5. The night scene is blooming
First of all, I’m not a huge fan of parties, but it’s also a rewarding experience for me to at least see how the party or night scenes in other countries look like because I figured it’s also a way to experience their culture. For the longest time, I hadn’t looked at Taiwan as a major party destination in this side of the continent. I associated it more with something laid-back and largely traditional. After I met a local just one day before I was scheduled to leave the country, I saw another side of Taiwan I usually don’t see in other travellers’ accounts. Bars can be seen not just in the youth district of Ximending in Wanhua but other corners, too. This particular local even brought me to a small food park slash entertainment compound just behind Taipei 101 where there were evidently few foreigners, and more locals just sitting on bean bags, tiny chairs and even the matted floor while listening to chill out music.

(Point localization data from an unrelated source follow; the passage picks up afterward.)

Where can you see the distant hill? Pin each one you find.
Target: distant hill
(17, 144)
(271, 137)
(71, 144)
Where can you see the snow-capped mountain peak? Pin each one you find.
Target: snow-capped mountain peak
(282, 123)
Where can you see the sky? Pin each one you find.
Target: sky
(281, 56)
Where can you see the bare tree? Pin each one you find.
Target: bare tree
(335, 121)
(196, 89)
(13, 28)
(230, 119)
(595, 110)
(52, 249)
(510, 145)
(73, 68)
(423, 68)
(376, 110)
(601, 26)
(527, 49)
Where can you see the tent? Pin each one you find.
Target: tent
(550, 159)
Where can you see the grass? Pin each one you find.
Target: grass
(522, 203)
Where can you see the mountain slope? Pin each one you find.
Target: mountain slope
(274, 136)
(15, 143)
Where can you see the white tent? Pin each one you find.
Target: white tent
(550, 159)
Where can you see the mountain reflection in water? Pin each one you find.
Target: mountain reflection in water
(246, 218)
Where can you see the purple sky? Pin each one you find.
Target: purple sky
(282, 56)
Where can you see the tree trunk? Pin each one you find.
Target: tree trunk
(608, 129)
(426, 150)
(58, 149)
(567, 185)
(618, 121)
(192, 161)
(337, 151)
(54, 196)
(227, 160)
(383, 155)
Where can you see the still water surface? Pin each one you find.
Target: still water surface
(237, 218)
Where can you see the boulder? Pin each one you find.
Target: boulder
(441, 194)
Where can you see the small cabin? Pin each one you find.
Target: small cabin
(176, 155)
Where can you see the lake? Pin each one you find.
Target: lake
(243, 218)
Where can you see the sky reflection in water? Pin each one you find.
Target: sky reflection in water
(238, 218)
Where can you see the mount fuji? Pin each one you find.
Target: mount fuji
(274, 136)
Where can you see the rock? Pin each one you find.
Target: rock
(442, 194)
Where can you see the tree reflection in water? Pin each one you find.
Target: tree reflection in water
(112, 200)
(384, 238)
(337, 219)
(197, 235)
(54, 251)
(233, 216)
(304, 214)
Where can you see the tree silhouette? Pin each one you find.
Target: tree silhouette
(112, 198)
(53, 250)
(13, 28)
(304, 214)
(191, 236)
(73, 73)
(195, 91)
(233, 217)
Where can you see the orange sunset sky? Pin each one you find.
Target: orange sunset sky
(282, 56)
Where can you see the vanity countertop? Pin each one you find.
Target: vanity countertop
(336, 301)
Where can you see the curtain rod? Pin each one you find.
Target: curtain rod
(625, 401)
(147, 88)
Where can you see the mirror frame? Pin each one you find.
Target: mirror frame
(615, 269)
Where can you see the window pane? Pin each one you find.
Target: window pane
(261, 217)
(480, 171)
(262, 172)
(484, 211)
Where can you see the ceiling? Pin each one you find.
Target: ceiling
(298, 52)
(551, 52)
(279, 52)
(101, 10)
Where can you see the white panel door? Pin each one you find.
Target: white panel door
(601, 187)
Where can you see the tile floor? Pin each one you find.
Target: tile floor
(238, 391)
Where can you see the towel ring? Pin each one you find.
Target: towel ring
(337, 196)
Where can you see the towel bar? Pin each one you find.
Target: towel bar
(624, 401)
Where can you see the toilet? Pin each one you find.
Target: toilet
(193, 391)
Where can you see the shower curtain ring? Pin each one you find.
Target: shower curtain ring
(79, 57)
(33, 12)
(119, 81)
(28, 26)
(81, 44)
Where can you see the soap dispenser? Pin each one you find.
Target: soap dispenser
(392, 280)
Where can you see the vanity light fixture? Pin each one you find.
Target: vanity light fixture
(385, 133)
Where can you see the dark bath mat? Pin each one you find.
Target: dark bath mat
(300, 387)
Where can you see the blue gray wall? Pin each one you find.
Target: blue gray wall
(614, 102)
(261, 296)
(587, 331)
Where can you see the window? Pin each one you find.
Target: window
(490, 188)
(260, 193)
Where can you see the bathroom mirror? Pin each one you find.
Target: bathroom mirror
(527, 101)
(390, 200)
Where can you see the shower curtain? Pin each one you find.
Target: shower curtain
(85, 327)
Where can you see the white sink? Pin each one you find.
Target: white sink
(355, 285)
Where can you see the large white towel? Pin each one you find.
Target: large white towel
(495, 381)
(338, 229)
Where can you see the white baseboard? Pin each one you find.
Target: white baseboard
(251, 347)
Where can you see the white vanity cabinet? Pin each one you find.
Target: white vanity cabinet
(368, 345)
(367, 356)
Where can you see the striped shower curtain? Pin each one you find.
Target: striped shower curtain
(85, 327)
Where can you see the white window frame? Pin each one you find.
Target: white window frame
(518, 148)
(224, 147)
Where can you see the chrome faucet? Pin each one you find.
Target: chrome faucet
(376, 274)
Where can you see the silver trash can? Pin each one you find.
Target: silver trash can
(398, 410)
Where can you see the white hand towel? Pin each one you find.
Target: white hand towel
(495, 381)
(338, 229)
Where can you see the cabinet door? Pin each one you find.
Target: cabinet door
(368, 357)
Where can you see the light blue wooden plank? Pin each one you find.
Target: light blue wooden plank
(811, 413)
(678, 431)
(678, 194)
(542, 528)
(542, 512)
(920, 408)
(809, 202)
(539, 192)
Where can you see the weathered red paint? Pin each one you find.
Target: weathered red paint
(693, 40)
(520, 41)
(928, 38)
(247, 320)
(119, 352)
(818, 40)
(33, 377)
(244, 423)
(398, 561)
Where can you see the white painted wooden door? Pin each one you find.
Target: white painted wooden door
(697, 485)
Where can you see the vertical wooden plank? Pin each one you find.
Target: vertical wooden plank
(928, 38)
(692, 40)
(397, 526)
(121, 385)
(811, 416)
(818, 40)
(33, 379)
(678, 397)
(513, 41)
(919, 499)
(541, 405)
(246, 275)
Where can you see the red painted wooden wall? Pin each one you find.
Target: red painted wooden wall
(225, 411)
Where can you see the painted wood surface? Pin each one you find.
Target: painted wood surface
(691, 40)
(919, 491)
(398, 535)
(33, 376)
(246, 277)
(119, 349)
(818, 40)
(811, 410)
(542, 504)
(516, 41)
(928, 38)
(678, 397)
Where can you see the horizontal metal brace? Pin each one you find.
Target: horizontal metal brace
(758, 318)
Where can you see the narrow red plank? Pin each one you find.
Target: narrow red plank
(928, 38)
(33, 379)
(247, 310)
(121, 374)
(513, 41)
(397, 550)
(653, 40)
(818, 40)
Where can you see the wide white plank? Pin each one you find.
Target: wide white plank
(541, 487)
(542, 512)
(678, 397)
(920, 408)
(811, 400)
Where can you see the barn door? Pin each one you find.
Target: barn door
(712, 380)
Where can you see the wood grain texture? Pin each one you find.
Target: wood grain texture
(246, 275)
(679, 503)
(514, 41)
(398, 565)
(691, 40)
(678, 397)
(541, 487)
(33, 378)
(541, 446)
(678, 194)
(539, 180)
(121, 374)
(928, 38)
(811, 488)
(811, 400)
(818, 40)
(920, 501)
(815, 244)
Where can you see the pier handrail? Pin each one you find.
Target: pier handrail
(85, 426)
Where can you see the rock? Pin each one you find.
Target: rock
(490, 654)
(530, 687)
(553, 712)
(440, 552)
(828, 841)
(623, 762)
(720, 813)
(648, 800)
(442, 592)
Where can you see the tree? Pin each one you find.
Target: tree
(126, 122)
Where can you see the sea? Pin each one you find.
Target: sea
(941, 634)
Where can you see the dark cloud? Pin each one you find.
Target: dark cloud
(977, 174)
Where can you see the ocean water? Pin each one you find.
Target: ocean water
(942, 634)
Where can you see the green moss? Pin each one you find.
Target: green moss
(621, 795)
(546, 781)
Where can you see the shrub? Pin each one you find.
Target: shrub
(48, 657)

6. Having an Easy Card is pretty much the way to go
I rarely ride the MRT here in the Philippines so I’m used to paying for one-time fares instead of getting my own card. In Taiwan, I skipped getting the long-term Taipei Passes since I was also confident I wouldn’t use it up anyway, and insisted on getting one of those short-term reloadable ones which I would load up every other day. I later found out that I could also use it for the buses and even pay for items at 7-Elevens and other stores! I don’t use a wallet so my cash is pretty much all over my pocket, but I had it easier when I could just put the money into the card and use it for almost everything I needed to pay for.
7. Other cities are easily accessible via the THSR train
Since I brought my work with me, I decided to plan some days when I could simply sit in front of my laptop and just go out for meals. I got used to this habit that when I had the chance to leave my work on weekends and my approved days for leave, I pretty much spent most of my time in nearby areas in Taipei, and going only as far as the northern and northeastern coasts in my two weeks in the country. I’ve read about some interesting places located outside the capital from a tourism workshop I attended for Taiwan weeks prior to my trip, but I ended up ignoring them to avoid the hassles in travelling out of the city which was, in fact, pretty convenient.
After these scenarios, you could say that yes, I definitely did not plan and research as well as I should have and I will not argue with you on that. Amidst all these mistakes and late realisations, Taiwan now has an even more special place in my heart and I’m happy I was able to work things out according to my resources and made my trip a memorable one after all.